Comics creator and critic Jason Thompson also reflected that the comic was more similar to splatter films such as Re-Animator (1985) and Braindead (1992) than it was other horror-themed manga due to its pop culture references as well as the thick-lined artwork and extreme camera angles seen in American comics. Thompson continued that while the series initially was presented as a horror, he described its style becoming more of a "shonen-style action/fighting manga" as the series continued, comparing it to Pokémon and Shaman King.

Reiko the Zombie Shop was made for the shōjo magazine Horror M in Japan.
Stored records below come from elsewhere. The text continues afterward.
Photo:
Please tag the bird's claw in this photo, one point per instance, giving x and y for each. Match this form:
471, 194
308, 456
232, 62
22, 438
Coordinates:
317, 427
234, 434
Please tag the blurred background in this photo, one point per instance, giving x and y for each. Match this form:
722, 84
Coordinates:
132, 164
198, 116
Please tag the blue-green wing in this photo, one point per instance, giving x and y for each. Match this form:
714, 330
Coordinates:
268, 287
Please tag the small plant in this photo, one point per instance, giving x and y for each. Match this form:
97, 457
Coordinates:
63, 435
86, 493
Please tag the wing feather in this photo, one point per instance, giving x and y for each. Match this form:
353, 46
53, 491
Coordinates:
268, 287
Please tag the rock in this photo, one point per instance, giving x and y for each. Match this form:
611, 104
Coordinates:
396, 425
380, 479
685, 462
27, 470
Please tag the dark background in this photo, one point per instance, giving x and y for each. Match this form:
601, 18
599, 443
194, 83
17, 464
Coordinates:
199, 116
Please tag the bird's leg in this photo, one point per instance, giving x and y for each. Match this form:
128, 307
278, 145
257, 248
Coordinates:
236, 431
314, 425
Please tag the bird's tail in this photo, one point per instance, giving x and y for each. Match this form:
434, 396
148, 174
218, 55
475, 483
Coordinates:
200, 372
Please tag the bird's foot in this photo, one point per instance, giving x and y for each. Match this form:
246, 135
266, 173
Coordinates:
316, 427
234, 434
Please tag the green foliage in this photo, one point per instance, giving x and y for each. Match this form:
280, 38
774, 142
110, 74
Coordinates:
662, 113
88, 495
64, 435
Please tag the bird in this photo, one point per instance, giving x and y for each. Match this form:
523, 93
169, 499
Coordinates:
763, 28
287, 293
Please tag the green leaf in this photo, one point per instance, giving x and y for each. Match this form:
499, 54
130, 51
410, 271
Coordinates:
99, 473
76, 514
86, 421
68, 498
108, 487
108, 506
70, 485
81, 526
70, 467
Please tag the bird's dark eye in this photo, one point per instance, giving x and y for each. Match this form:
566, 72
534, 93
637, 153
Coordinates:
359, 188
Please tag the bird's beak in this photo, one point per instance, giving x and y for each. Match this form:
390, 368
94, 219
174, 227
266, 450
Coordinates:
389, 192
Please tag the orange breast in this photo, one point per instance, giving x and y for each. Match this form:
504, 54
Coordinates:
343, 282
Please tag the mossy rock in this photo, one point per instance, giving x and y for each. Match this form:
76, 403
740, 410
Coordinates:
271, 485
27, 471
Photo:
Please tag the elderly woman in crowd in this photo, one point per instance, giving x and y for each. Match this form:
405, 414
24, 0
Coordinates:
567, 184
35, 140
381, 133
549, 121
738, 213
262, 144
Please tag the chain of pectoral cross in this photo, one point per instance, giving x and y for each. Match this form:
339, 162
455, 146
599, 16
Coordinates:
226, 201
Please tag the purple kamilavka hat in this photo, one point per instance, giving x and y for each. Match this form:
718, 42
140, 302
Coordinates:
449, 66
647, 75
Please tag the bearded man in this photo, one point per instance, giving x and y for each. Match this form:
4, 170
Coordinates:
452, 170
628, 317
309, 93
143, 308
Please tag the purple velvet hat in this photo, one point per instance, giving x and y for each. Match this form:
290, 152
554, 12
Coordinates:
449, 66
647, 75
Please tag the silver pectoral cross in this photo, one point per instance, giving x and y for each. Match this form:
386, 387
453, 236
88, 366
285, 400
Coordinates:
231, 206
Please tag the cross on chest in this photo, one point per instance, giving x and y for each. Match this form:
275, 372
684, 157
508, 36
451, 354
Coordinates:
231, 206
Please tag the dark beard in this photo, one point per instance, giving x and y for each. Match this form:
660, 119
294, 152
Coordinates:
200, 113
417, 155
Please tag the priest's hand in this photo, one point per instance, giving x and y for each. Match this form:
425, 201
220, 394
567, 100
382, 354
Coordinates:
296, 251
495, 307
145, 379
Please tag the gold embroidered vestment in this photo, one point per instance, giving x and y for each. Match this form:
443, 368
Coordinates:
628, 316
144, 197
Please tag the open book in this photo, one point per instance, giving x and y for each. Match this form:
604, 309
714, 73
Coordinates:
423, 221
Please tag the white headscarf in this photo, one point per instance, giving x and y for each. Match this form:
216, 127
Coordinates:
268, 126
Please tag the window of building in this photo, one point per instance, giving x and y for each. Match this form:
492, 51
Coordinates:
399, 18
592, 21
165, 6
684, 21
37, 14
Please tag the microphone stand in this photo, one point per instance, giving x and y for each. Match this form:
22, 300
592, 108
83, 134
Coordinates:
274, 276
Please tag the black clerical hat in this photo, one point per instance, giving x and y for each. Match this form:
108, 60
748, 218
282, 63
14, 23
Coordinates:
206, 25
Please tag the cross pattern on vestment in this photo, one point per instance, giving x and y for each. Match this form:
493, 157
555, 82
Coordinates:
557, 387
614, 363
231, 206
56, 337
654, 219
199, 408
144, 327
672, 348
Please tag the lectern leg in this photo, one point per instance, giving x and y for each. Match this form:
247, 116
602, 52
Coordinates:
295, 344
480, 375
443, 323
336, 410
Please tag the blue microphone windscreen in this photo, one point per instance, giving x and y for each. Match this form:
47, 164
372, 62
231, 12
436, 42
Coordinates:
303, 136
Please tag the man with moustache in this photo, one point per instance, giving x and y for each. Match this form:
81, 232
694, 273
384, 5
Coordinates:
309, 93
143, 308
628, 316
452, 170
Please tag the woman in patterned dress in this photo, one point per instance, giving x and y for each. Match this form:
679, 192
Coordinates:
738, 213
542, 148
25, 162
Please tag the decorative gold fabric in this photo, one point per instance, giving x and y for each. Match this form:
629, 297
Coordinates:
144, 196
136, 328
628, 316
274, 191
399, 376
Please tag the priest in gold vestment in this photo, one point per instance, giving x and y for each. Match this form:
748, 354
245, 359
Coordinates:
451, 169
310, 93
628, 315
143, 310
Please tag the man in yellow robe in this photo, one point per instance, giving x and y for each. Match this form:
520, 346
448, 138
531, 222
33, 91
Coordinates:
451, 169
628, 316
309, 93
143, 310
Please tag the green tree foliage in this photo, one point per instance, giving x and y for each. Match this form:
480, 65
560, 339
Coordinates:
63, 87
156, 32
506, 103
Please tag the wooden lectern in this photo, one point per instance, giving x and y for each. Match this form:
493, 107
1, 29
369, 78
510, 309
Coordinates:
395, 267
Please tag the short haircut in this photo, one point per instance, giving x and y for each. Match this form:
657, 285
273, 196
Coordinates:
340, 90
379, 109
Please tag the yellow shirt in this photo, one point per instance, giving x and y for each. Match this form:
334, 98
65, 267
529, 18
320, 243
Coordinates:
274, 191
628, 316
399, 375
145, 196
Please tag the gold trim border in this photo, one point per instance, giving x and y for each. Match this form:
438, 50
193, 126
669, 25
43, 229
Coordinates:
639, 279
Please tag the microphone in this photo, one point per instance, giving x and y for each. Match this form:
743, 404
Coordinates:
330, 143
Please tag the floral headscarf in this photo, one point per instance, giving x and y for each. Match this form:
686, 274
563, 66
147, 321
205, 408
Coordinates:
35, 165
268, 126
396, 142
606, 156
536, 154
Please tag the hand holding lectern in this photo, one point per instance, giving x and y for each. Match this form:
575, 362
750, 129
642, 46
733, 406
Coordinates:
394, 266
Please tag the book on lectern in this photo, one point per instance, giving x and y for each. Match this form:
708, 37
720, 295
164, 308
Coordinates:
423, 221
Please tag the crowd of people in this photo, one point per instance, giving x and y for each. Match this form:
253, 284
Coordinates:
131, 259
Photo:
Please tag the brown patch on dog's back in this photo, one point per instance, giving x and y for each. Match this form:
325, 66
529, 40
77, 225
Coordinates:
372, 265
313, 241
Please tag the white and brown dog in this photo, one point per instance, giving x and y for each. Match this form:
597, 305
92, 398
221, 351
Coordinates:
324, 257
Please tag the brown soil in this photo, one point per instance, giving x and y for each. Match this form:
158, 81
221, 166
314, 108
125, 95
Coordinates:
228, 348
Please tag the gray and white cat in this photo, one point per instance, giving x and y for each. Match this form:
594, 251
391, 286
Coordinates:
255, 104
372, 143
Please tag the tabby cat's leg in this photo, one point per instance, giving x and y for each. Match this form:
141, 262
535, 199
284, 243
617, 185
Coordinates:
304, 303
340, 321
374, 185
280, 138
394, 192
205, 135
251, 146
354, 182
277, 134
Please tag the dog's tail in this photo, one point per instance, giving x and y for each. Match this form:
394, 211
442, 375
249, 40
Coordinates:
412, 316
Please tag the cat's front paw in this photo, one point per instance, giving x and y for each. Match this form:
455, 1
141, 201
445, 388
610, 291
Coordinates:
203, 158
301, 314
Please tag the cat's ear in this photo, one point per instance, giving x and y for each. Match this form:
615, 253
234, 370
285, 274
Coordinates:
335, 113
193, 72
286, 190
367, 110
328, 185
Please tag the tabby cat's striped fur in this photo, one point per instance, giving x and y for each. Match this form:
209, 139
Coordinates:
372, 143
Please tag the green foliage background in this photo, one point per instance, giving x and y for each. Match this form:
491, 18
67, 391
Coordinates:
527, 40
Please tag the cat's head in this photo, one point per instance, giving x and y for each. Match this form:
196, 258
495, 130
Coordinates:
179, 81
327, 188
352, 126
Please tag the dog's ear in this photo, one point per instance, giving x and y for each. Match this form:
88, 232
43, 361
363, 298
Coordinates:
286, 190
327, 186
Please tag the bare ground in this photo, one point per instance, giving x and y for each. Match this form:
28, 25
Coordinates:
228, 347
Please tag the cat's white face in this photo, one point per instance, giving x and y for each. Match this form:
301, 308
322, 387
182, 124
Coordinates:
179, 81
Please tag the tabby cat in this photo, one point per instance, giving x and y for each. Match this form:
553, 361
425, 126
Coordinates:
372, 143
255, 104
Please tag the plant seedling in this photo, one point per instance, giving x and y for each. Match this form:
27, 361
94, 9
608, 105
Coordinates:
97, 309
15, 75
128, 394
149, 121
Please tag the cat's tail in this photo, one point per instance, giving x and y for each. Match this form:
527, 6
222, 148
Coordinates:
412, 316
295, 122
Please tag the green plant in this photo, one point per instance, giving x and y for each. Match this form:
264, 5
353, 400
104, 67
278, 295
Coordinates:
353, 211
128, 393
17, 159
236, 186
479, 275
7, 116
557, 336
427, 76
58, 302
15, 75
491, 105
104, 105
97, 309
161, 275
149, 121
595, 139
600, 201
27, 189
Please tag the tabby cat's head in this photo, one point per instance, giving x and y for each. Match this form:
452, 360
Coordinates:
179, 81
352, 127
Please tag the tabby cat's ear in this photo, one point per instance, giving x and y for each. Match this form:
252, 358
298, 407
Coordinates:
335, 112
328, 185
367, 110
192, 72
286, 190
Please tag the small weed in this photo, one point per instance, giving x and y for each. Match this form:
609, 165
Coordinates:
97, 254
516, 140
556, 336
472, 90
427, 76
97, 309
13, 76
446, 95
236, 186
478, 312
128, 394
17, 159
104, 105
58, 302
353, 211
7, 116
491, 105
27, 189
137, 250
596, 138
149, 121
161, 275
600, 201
The series was published in Japan from 1998 to 2004. At the 2005 San Diego Comic-Con, Dark Horse Comics announced they would release Reiko the Zombie Shop in English in December 2005. Dark Horse translated six out of the eleven volumes.

==Reception==
In an overview of zombie-themed comics, Sam Costello of Rue Morgue
complimented Mikamoto's art is detailed and unexpectedly gruesome while finding the series had "twisted, but occasionally silly, storylines."

Thompson wrote about the series in 2011 that his main issue with the comic was the over-the-top graphic violence and gore grew old with repeated scenes and that it made him appreciate other series such as Franken Fran more.
He later included the series in his "10 Great Zombie Manga" article for the Anime News Network.